In some embodiments, the method of the technology described herein is a so-called “tile based” rendering method, wherein the render output is divided a plurality of (in an embodiment regularly sized) tiles for the purposes of rendering. In these embodiments, the regions of the technology described herein (for which different numbers of rays can be traced and for which different relative numbers of rays to be traced are determined) can directly correspond to the tiles of the render output. However this need not necessarily be the case. For example, a region of the render output could correspond to (i.e. cover) a number of different (e.g. adjoining) tiles of the render output, or it could correspond to a fraction of a tile (i.e. such that a single tile covers a plurality of such regions of the render output).

The ray tracing budget B, which corresponds to a total number of rays to be traced when generating the (e.g. entire) render output, can be selected in any suitable or desired manner. The ray tracing budget B could be selected by the application (e.g. game) that is being executed (e.g. on a host processor), or the ray tracing budget B could be set by the graphics processor itself.

The ray tracing budget B could correspond to an estimated maximum number of rays that are supported by the rendering pipeline of the GPU, and/or that can be traced in a target amount of time for rendering the render output. In embodiments, a same ray tracing budget B value is chosen for multiple render outputs being rendered, i.e. such that approximately equal numbers of rays are traced for different (e.g. subsequent) frames that are being generated. However, this need not necessarily be the case, and it would be possible to instead choose different ray tracing budgets for different frames.

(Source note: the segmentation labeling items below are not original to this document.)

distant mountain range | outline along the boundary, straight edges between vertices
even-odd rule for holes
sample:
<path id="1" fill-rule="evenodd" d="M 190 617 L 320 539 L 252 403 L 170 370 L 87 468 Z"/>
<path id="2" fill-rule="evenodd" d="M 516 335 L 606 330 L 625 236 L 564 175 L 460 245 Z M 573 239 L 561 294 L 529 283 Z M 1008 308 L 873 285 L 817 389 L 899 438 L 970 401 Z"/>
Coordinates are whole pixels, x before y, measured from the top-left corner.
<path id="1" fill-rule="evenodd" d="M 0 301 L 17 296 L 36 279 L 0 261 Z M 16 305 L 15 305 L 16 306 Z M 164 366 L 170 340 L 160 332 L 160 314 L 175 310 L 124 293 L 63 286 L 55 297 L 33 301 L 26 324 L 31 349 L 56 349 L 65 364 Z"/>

As discussed above, in the technology described herein, before performing ray tracing for regions of the render output, the relative numbers of rays to be traced for different regions of the render output is determined. This can be done in any suitable or desired manner.

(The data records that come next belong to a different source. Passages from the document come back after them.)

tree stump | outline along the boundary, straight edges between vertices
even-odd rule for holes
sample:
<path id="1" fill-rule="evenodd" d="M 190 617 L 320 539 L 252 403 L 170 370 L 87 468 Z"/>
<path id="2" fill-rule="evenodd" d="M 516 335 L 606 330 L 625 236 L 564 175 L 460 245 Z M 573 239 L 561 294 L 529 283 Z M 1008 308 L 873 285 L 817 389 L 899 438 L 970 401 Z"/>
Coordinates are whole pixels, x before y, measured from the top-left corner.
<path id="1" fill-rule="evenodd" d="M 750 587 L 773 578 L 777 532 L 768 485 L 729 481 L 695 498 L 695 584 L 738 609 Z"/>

In embodiments, the relative number of rays to be traced for a region is determined based on data indicating the presence of sampling positions (in different regions of the render output) that could particularly benefit from receiving more ray tracing samples, e.g. because the sampling positions of the region contain one or more particular features.

In some embodiments, the data indicates sampling positions covering areas of the scene being rendered that relate to one or more of: disocclusions (i.e. areas that were (in previous frames) not visible to the camera (e.g. because they were outside the view frustum or behind another object), but are now visible to the camera), specular highlights, areas of high temporal (spatiotemporal) variance and/or soft shadows, any or all of which may indicate that the sampling positions could benefit from receiving more ray tracing samples when generating the render output. In these embodiments, this data is in an embodiment received from an earlier stage in the graphics processing pipeline, e.g. in the case wherein the graphics processor is a so-called hybrid graphics processor which utilises both rasterization and ray-tracing rendering processes.

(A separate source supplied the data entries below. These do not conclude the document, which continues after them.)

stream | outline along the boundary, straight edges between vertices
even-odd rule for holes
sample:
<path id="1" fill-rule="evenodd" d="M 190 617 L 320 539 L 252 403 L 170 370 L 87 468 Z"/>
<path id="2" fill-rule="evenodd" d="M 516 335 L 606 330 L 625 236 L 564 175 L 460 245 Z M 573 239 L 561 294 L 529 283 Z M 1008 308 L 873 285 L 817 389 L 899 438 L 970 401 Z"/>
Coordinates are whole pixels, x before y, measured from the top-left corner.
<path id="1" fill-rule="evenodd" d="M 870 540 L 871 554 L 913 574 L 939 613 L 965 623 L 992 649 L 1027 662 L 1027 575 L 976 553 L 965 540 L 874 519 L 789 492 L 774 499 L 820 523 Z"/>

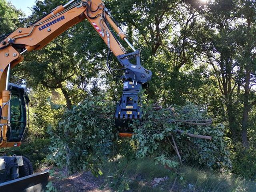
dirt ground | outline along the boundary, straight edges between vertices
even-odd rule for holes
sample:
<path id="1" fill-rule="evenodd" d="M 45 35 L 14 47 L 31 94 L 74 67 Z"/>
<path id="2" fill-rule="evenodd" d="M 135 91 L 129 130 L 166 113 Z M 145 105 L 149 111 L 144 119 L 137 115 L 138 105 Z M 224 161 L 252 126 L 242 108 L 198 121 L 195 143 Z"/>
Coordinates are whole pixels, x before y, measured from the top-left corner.
<path id="1" fill-rule="evenodd" d="M 101 189 L 104 182 L 103 178 L 96 177 L 90 172 L 84 172 L 72 175 L 54 184 L 60 192 L 110 192 L 108 190 Z"/>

In some (other) embodiments, the data indicates sampling positions having a corresponding position to a sampling position in one or more previously generated render outputs (frames) that have been flagged by a learned algorithm or neural network (e.g. the denoiser) as being potentially erroneous or exceptional (e.g. because it resulted in a large delta or error value). This data may comprise feedback data that is received from the denoiser itself, for example.

In embodiments, the data indicating the presence of sampling positions (in different regions of the render output) that could particularly benefit from receiving more ray tracing samples is used to generate a sample density distribution map, which is then used to determine the relative numbers of rays to be traced for different regions of the render output.

The sample density distribution map in an embodiment comprises an array of sampling positions, each sampling position corresponding to a sampling position of the frame being generated. The sample density distribution map therefore in an embodiment has the same dimensions (and resolution) of the render output being generated.

In an embodiment, a value of each sampling position is set according to whether or not the data indicates that the corresponding sampling position in the render output being generated is a sampling position that could particularly benefit from receiving more ray tracing samples. In other words, sampling positions in the sample density distribution map corresponding to sampling positions in the render output being generated that could particularly benefit from receiving more ray tracing samples are assigned one (first) value, but all other sampling positions are assigned another (in an embodiment different, in an embodiment lower) (second) value.

It would be possible to for the first value to be 1 and the second value to 0, such that the sample density distribution map would comprise a simple bitmap. However, in embodiments, both the first and second value are (different) integer values. In one embodiment, the first value is equal to 10, and the second value is equal to 1.

The values (that are set of each sampling position) could be, and in some embodiments are, continuous (rather than discrete) values. For example, in a case wherein the data indicates sampling positions that have temporal variance, the values for each sampling positions could be (e.g. set to be) equal to the temporal variance value for the sampling position.

In some embodiments, the sample density distribution map comprises a plurality of channels. In these embodiments, the different channels may be used to target different features to which the sampling position relates that could particularly benefit from receiving more ray tracing samples.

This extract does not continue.